Federal Circuit Clarifies Indefiniteness Standard

Federal Circuit
construes “indefiniteness”
in CRM case

The Federal Circuit has clarified what “indefiniteness” means in a patent case involving certain mixed subject matter claims.

MasterMine sued Microsoft Corporation for infringement of its two related patents for methods “that allow[] a user to easily mine and report data maintained by a customer relationship management (CRM) application.”

CRM applications “are used to manage all aspects of customer relations by integrating a company’s sales force, processes, sales channels and customers into one environment.”

The patents describe a process to automatically create an electronic worksheet. Within the worksheet, a multi-dimensional analysis table, called a pivot table, lets the user summarize or view CRM data.

One issue in the litigation was the meaning of the term “pivot table,” which the district court construed to mean “an interactive set of data displayed in rows and columns that can be rotated and filtered to summarize or view the data in different ways.”

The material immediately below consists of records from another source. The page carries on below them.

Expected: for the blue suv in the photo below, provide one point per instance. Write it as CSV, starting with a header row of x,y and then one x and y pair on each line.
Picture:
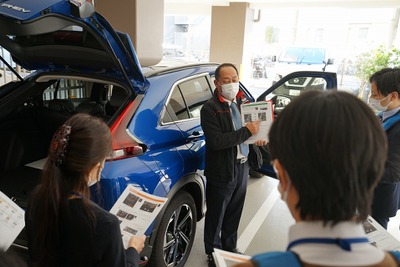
x,y
78,63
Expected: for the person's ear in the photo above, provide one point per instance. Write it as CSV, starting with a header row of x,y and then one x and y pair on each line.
x,y
216,84
395,95
283,177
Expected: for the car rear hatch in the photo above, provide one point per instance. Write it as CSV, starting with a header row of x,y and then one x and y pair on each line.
x,y
67,35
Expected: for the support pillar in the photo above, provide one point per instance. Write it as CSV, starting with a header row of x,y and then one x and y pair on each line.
x,y
230,35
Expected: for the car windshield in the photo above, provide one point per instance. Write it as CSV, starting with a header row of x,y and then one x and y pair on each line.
x,y
303,55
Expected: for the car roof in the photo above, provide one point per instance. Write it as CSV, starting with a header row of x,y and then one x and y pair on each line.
x,y
61,35
173,66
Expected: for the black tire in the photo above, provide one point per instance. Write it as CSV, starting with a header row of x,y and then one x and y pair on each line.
x,y
175,234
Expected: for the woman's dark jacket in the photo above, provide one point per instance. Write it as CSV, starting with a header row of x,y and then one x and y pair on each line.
x,y
221,138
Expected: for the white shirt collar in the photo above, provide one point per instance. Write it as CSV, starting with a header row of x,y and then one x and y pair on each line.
x,y
331,254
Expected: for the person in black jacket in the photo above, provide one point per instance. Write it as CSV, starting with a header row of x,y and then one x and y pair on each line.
x,y
385,98
226,165
65,228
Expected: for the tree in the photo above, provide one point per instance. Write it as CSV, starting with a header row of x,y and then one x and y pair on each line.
x,y
370,62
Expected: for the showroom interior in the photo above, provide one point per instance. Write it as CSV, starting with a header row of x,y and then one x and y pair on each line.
x,y
266,219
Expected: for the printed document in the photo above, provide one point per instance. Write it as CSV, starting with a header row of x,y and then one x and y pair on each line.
x,y
136,210
378,236
11,221
224,258
254,111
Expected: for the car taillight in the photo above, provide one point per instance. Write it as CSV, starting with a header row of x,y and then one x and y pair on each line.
x,y
123,145
126,152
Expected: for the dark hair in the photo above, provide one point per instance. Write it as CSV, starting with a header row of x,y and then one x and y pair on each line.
x,y
224,65
11,259
387,80
77,146
334,150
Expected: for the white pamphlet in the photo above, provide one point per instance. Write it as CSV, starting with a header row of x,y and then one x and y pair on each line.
x,y
255,111
224,258
136,210
378,236
11,221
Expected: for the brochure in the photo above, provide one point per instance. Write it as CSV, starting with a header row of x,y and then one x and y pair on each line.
x,y
11,221
136,210
224,258
254,111
378,236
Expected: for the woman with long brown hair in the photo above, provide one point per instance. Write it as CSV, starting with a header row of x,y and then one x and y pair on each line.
x,y
64,227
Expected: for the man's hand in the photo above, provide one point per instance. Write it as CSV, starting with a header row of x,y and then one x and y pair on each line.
x,y
253,126
260,142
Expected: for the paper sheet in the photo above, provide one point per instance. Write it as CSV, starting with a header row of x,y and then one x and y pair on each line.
x,y
254,111
224,258
136,210
11,221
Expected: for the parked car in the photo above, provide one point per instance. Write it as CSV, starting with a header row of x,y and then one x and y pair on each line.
x,y
302,58
80,64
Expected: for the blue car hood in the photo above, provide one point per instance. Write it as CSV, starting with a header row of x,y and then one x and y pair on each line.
x,y
67,35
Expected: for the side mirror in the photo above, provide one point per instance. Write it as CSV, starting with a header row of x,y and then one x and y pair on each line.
x,y
280,103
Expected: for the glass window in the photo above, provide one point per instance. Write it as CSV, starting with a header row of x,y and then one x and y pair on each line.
x,y
187,99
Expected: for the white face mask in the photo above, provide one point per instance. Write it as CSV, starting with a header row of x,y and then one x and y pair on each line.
x,y
376,104
284,195
92,182
229,90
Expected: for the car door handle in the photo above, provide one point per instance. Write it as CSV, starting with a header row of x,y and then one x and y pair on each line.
x,y
196,134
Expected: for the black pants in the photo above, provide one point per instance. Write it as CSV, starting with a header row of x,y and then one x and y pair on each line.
x,y
385,203
225,202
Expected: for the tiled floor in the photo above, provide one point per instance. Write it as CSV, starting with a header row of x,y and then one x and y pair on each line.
x,y
264,224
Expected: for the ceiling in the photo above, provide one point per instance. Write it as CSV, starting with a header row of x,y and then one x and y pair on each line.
x,y
201,5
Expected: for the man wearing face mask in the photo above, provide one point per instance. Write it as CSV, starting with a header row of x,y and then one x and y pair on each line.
x,y
385,92
226,165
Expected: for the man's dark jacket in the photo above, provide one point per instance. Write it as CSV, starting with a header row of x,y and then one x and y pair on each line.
x,y
221,138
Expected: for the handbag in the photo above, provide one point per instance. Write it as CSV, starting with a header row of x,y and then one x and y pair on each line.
x,y
255,157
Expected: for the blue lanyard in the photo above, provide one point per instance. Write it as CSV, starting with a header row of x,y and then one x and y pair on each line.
x,y
344,243
72,193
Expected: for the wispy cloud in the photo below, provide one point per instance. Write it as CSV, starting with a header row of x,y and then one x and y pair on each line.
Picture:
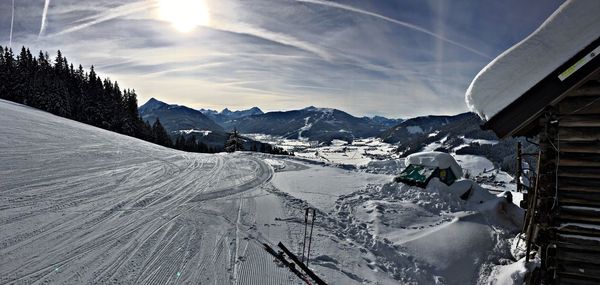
x,y
283,39
44,18
398,22
394,58
109,14
12,22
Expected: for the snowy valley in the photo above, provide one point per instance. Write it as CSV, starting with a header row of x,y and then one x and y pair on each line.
x,y
84,205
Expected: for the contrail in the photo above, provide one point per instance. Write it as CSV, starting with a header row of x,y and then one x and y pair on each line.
x,y
282,39
44,14
12,21
401,23
109,14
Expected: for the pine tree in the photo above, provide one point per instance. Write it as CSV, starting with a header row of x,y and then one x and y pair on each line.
x,y
159,134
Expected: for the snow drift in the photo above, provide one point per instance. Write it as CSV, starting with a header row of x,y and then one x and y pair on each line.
x,y
568,30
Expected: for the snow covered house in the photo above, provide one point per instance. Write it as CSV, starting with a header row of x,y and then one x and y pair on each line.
x,y
423,166
548,87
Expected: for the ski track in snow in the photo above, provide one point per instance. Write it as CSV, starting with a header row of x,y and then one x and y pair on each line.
x,y
82,205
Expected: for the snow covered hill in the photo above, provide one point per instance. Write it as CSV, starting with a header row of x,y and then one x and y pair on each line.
x,y
81,205
227,115
316,124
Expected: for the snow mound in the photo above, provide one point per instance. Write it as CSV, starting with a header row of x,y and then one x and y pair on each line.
x,y
438,159
572,27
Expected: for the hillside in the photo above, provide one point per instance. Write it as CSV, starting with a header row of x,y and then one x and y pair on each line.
x,y
227,115
318,124
460,134
82,205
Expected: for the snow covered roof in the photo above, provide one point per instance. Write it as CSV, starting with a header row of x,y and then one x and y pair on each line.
x,y
437,159
571,28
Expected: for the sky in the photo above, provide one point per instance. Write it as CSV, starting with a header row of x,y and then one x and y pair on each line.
x,y
398,59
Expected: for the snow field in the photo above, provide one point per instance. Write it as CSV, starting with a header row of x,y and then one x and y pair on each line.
x,y
79,205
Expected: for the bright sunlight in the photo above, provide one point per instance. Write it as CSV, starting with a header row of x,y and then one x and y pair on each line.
x,y
184,15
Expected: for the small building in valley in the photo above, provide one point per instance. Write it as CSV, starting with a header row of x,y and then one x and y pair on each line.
x,y
423,166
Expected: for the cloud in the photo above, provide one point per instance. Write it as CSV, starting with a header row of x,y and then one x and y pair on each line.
x,y
44,15
283,55
109,14
398,22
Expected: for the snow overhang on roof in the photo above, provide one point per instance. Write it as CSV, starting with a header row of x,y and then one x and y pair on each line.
x,y
435,159
570,29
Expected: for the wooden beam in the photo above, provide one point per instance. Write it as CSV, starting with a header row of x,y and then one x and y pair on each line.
x,y
580,147
592,120
590,134
579,106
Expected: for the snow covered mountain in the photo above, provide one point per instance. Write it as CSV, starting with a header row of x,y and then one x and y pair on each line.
x,y
318,124
177,118
82,205
228,115
460,134
385,121
181,120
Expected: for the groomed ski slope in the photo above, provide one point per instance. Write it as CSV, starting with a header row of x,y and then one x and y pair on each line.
x,y
81,205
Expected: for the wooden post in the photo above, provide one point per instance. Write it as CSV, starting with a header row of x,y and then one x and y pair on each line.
x,y
519,168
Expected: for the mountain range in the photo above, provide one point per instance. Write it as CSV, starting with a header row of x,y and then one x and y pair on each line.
x,y
312,123
458,133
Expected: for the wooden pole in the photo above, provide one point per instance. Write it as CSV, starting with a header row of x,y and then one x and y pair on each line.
x,y
519,168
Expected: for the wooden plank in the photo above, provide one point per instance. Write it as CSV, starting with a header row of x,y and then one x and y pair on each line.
x,y
568,239
580,121
579,198
579,218
579,106
579,134
580,189
579,181
578,175
568,278
580,147
589,162
590,88
568,254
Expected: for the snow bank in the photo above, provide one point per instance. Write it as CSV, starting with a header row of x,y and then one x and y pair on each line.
x,y
435,159
512,274
570,29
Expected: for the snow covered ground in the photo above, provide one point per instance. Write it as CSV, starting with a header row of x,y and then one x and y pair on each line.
x,y
358,154
80,205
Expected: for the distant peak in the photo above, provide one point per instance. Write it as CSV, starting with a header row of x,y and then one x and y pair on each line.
x,y
153,104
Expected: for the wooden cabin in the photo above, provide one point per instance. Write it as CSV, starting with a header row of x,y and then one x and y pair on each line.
x,y
562,111
423,166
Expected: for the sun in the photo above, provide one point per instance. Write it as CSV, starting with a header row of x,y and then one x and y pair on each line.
x,y
184,15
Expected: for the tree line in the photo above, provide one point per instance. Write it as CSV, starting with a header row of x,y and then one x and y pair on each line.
x,y
58,87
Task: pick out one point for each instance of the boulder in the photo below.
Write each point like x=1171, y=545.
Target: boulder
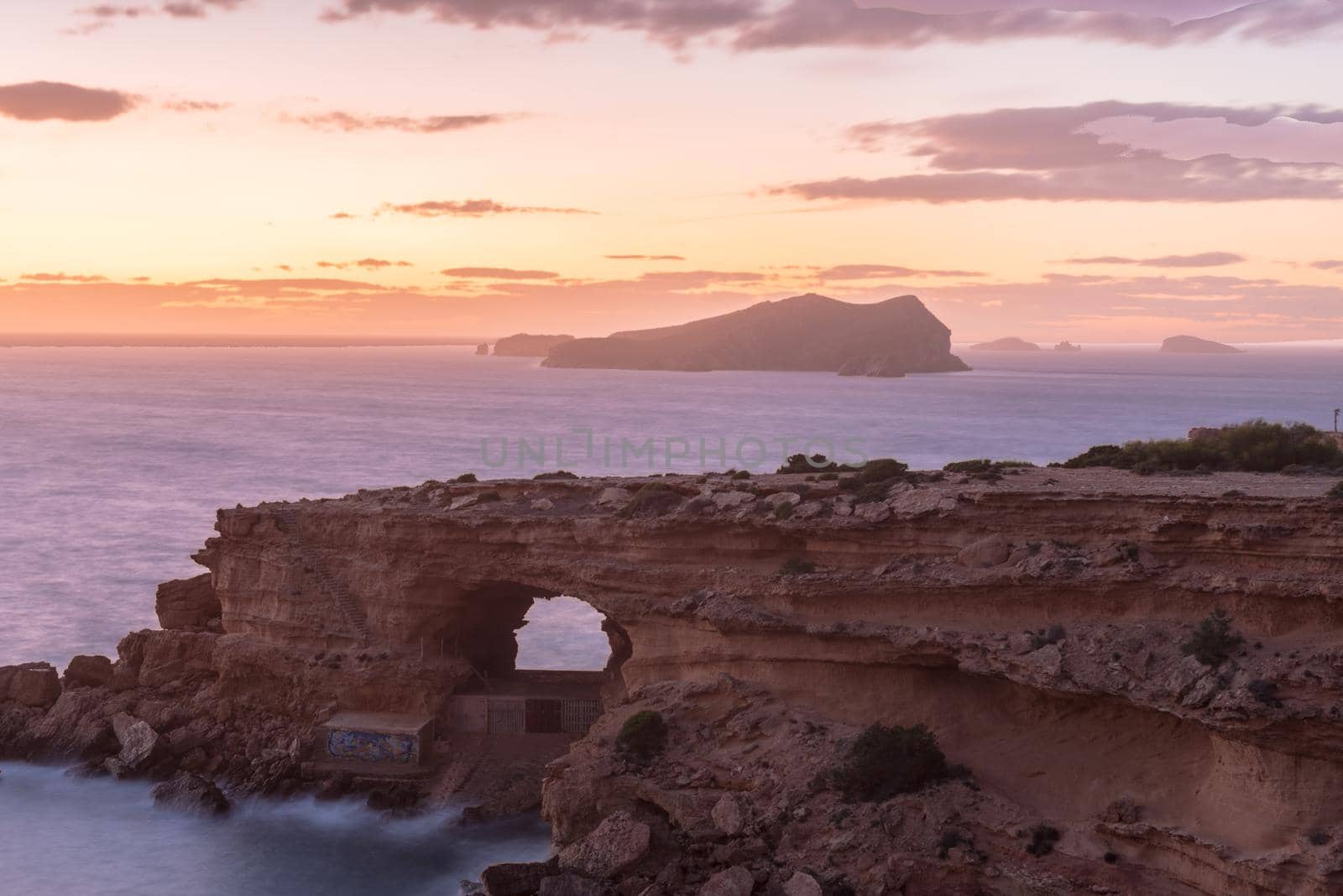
x=732, y=499
x=183, y=741
x=802, y=884
x=516, y=879
x=615, y=846
x=572, y=886
x=89, y=671
x=172, y=656
x=187, y=602
x=727, y=815
x=35, y=685
x=77, y=725
x=734, y=882
x=138, y=742
x=613, y=497
x=186, y=792
x=873, y=511
x=987, y=551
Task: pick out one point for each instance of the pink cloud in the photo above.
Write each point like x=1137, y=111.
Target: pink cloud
x=756, y=24
x=499, y=273
x=473, y=208
x=50, y=100
x=368, y=264
x=1205, y=259
x=62, y=278
x=1049, y=154
x=870, y=271
x=346, y=122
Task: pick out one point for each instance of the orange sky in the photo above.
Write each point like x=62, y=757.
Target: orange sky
x=1112, y=172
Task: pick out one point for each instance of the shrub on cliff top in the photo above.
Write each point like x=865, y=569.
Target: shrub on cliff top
x=884, y=762
x=803, y=464
x=1255, y=445
x=879, y=471
x=1213, y=642
x=653, y=499
x=644, y=735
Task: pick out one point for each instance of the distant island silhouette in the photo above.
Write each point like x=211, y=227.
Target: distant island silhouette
x=527, y=345
x=1007, y=344
x=805, y=333
x=1193, y=345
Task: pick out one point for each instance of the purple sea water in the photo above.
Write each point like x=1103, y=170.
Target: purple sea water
x=113, y=461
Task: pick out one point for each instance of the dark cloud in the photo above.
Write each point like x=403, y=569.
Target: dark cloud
x=499, y=273
x=346, y=122
x=809, y=23
x=870, y=271
x=62, y=278
x=199, y=8
x=104, y=15
x=1049, y=154
x=109, y=11
x=473, y=208
x=1205, y=259
x=756, y=24
x=671, y=22
x=47, y=100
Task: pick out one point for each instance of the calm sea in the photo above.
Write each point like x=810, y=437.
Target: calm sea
x=113, y=461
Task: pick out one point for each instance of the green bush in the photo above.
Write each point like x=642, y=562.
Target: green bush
x=884, y=762
x=644, y=735
x=1255, y=445
x=803, y=464
x=1213, y=642
x=879, y=471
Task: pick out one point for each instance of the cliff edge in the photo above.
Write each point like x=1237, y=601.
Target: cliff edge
x=1058, y=632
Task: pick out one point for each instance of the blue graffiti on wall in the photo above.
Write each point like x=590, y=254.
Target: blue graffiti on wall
x=369, y=746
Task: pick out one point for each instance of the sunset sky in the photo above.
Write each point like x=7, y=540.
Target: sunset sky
x=1099, y=170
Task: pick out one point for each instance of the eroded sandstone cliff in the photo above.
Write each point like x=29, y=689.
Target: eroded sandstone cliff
x=1033, y=622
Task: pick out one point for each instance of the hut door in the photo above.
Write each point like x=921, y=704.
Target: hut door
x=543, y=716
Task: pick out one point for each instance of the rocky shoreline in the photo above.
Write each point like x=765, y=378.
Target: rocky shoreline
x=1037, y=622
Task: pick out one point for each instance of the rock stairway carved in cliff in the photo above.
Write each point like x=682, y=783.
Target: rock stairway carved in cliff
x=340, y=595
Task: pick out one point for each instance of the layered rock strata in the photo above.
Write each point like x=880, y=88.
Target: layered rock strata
x=1036, y=623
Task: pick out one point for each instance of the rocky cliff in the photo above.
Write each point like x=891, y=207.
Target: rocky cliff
x=805, y=333
x=1036, y=623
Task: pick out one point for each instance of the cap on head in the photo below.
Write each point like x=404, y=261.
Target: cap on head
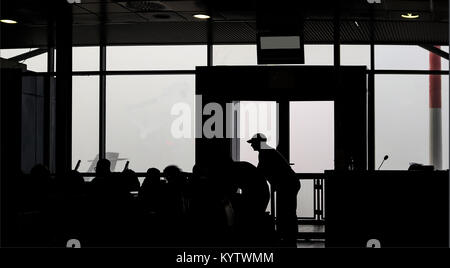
x=258, y=138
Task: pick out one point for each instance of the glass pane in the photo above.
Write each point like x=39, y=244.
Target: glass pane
x=86, y=59
x=35, y=64
x=312, y=146
x=235, y=55
x=142, y=112
x=403, y=118
x=155, y=57
x=85, y=122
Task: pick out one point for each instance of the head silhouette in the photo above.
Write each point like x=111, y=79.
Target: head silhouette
x=103, y=167
x=258, y=142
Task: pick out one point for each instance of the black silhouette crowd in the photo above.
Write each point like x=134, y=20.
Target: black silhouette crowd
x=220, y=204
x=212, y=207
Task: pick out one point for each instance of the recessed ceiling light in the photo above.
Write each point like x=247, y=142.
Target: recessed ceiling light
x=410, y=16
x=8, y=21
x=202, y=16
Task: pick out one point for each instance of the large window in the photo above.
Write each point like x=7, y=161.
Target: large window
x=402, y=128
x=85, y=122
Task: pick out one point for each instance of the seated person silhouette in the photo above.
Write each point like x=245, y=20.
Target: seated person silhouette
x=284, y=182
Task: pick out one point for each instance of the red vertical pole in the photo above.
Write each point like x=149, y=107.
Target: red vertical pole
x=435, y=112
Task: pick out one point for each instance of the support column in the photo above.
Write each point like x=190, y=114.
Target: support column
x=435, y=113
x=64, y=88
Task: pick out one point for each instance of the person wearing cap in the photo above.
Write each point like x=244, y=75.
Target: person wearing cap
x=284, y=182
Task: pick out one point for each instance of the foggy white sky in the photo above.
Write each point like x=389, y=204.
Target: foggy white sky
x=139, y=107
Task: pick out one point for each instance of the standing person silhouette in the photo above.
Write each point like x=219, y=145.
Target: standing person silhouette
x=284, y=182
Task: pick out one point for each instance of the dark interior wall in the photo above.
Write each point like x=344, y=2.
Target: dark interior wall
x=10, y=155
x=347, y=88
x=32, y=122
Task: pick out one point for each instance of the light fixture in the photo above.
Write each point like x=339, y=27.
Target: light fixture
x=8, y=21
x=410, y=16
x=202, y=16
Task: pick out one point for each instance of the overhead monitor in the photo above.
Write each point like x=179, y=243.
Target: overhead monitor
x=280, y=49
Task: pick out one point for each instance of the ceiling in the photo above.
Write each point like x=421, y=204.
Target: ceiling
x=235, y=21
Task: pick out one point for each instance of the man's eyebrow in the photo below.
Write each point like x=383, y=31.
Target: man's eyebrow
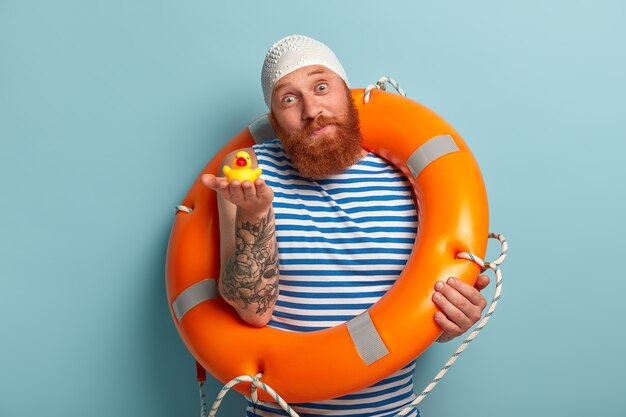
x=314, y=72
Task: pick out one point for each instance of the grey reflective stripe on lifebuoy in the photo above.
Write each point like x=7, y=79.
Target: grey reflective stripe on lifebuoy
x=261, y=129
x=366, y=338
x=433, y=149
x=194, y=295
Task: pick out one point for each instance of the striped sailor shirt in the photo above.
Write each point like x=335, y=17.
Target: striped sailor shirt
x=342, y=243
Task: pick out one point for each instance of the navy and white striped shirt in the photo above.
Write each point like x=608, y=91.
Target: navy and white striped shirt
x=342, y=242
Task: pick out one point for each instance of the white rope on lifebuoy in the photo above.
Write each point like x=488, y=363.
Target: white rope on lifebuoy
x=380, y=85
x=495, y=266
x=256, y=383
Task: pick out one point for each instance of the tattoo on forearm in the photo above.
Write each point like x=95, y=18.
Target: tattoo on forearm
x=251, y=274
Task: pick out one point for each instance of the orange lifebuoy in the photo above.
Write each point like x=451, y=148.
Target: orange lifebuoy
x=301, y=367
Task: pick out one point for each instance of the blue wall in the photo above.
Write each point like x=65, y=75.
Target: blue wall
x=108, y=110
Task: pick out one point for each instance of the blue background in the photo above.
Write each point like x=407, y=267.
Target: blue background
x=109, y=109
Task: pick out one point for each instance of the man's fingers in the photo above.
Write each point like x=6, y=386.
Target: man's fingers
x=453, y=305
x=209, y=180
x=482, y=282
x=249, y=190
x=450, y=329
x=468, y=292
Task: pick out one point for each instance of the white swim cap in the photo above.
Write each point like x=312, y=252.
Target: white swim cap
x=294, y=52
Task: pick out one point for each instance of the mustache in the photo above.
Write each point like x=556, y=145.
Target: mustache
x=318, y=122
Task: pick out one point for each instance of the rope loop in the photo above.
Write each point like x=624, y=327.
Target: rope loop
x=256, y=383
x=380, y=85
x=493, y=265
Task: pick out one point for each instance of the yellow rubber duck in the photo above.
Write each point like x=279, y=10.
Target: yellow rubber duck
x=241, y=169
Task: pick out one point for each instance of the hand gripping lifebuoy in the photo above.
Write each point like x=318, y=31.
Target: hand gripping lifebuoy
x=301, y=367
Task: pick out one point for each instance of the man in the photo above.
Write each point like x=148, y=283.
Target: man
x=327, y=228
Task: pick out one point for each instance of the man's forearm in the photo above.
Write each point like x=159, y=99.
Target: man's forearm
x=249, y=280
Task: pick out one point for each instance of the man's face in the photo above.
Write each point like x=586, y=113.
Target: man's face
x=315, y=119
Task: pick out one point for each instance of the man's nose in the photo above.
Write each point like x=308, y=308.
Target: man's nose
x=311, y=107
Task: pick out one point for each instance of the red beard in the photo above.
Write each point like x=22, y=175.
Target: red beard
x=323, y=156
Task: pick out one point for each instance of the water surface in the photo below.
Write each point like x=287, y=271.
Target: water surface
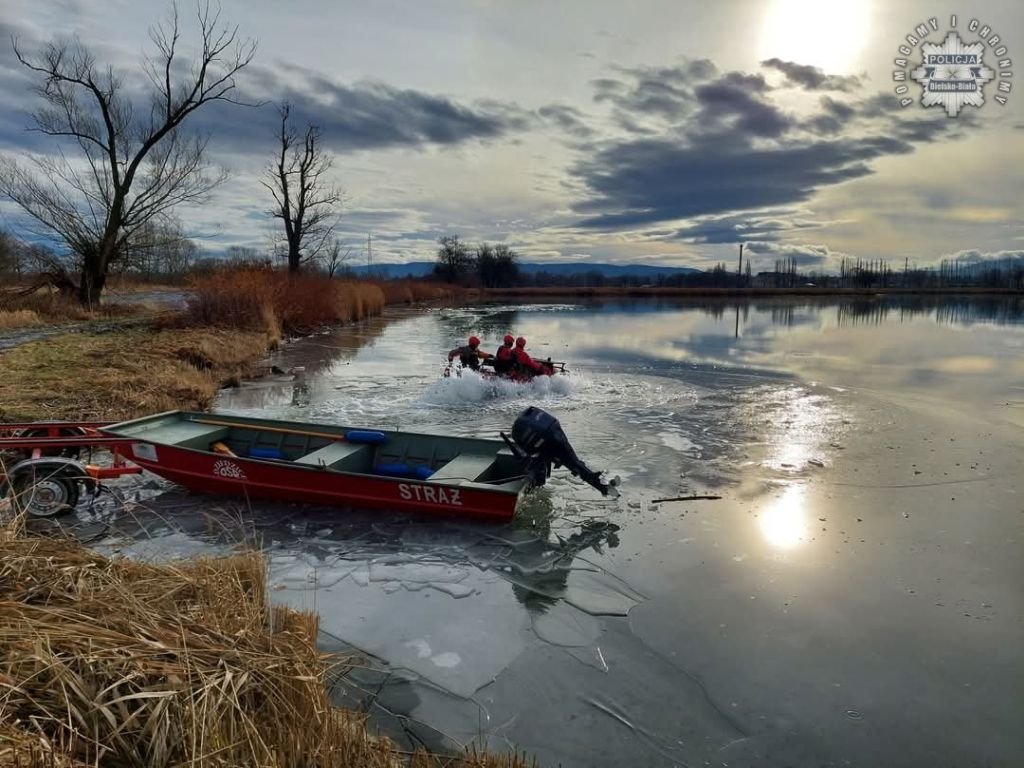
x=853, y=599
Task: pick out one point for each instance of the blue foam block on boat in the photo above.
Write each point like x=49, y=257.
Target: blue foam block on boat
x=399, y=469
x=365, y=435
x=265, y=454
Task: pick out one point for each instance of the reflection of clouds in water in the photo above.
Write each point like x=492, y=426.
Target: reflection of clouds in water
x=783, y=522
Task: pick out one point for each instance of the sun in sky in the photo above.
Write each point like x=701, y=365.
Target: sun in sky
x=810, y=32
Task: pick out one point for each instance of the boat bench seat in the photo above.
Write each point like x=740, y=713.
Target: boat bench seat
x=334, y=454
x=186, y=434
x=465, y=467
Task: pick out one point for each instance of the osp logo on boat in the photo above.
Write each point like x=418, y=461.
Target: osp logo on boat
x=952, y=73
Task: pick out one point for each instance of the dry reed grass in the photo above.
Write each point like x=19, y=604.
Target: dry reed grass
x=123, y=375
x=19, y=318
x=115, y=663
x=414, y=291
x=261, y=298
x=45, y=306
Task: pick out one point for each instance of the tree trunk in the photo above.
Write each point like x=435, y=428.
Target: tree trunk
x=90, y=286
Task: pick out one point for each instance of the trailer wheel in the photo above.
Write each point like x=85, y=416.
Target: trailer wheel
x=51, y=497
x=45, y=487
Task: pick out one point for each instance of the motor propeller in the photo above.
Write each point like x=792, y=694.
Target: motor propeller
x=538, y=439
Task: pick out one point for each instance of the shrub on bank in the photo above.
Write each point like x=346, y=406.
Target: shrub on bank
x=263, y=298
x=412, y=291
x=116, y=663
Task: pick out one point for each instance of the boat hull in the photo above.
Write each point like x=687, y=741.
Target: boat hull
x=252, y=478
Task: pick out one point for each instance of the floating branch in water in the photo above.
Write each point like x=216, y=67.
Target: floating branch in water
x=685, y=499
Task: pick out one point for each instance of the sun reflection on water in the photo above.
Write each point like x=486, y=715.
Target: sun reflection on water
x=783, y=521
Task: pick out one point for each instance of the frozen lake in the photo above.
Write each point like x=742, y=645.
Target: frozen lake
x=854, y=598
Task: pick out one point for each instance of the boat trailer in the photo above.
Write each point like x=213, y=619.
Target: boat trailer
x=50, y=464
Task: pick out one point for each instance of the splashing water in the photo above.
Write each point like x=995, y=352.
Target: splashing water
x=471, y=387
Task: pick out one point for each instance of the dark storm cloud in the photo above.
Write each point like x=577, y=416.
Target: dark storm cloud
x=644, y=92
x=811, y=78
x=804, y=255
x=353, y=117
x=645, y=181
x=739, y=228
x=734, y=150
x=736, y=98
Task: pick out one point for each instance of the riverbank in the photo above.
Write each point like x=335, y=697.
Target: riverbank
x=747, y=293
x=109, y=660
x=124, y=361
x=112, y=662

Another issue was whether the patent claims were indefinite for claiming two different types of subject matter:  an apparatus and a method for using the apparatus.

The Federal Circuit reversed the district court’s finding of indefiniteness, citing the case of IPXL Holdings, L.L.C. v. Amazon.com, Inc.

In IPXL, the court held that “a single claim covering both an apparatus and a method of use of that apparatus is indefinite…”

The court noted that:

The concern underlying our holding in IPXL Holdings was that claiming both an apparatus and method of using the apparatus within a single claim can make it “unclear whether infringement. . . occurs when one creates a[n infringing] system, or whether infringement occurs when the user actually uses [the system in an infringing manner].”

However, the court held that under IPXL creating an apparatus is enough for a finding of infringement. It’s not required to show that a patented apparatus is being used:

Because the claims merely use permissible functional language to describe the capabilities of the claimed system, it is clear that infringement occurs when one makes, uses, offers to sell, or sells the claimed system.

The case is Mastermine Software, Inc. v. Microsoft Corp.